Verursacht der Fahrer einen Verkehrs­unfall, können auch die Beifahrer gegen die für das Fahrzeug bestehende Kfz-Haft­pflichtversicherung Schadensersatzan­sprüche geltend machen. Dabei ist es egal, ob es sich bei den Insassen um Familien­mitglieder, Arbeitskollegen, Fremde oder sogar den Halter/Versicherungsnehmer selbst handelt. Bedingung dabei: Die Mit­fahrgelegenheit war nicht gewerblich.

Doch das ist sie in den seltensten Fällen, weil die Fahrtkostenbeteiligung der Mit­fahrenden als Argument für Gewerblich- keit nicht ausreicht.

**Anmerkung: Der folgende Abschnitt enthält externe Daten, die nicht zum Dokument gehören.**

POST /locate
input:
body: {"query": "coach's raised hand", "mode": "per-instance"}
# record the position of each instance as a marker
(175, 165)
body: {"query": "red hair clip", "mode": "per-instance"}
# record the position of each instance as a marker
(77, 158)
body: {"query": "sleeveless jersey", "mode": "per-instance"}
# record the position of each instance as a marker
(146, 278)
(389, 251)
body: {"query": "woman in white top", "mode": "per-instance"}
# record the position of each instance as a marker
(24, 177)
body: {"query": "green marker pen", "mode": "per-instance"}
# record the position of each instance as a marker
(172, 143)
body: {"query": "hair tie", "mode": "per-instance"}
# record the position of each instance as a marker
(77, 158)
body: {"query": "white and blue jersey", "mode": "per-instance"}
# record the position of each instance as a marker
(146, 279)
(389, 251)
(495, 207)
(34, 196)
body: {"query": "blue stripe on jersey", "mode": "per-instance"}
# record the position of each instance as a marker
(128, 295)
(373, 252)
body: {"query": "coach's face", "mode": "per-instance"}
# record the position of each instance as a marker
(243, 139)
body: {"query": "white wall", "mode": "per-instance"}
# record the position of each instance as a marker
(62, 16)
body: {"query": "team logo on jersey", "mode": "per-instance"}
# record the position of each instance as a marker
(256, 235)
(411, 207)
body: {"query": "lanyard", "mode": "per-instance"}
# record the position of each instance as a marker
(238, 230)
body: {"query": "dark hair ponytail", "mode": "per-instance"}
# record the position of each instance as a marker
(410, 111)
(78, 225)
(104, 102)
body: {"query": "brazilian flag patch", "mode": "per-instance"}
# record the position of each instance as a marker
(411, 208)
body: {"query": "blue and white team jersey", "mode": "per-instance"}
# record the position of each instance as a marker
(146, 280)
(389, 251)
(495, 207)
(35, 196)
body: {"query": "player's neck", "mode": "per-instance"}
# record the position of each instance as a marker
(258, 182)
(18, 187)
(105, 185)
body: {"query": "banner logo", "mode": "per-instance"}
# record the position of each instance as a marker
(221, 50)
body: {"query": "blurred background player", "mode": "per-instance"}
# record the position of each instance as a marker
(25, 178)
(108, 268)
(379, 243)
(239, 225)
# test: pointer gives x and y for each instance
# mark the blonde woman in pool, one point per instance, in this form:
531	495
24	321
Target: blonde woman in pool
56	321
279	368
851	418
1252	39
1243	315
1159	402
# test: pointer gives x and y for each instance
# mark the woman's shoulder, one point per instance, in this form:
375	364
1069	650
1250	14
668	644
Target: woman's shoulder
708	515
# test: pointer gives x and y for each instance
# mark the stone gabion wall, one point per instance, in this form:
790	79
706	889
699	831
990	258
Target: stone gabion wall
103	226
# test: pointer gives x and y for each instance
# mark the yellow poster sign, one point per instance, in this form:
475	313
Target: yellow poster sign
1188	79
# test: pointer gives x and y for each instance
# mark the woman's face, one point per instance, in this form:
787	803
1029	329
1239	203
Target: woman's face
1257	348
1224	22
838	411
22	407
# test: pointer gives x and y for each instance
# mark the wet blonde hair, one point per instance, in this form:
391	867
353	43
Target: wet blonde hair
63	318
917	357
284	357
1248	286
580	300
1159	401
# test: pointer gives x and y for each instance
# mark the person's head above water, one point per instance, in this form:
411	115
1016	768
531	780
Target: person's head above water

Die Haftung ist beschränkt auf die Deckungs­summe des Versicherungsvertrages. Sachschäden der Mitfahrer werden nur für Gegen­stände erstattet, die am Körper getragen werden, nicht jedoch für das Gepäck.

Trägt der Fahrer nur eine Teilschuld oder haftet er nur mit seiner Betriebsgefahr, begrenzt das seine Haftung für den Gesamtschaden auf den Grad seines Mitverschuldens bzw. auf die Betriebsgefahr. Auch ein Mitverschulden
des Mitfahrers – z. B. wenn dieser keinen Gurt getragen hat – kann die Haftung des Fahrers mindern. Ist der Fahrer unschuldig, können Mitfahrer zumindest Schmerzens­geldansprüche gegen die Kfz-Haftpflicht­versicherung des Halters geltend machen.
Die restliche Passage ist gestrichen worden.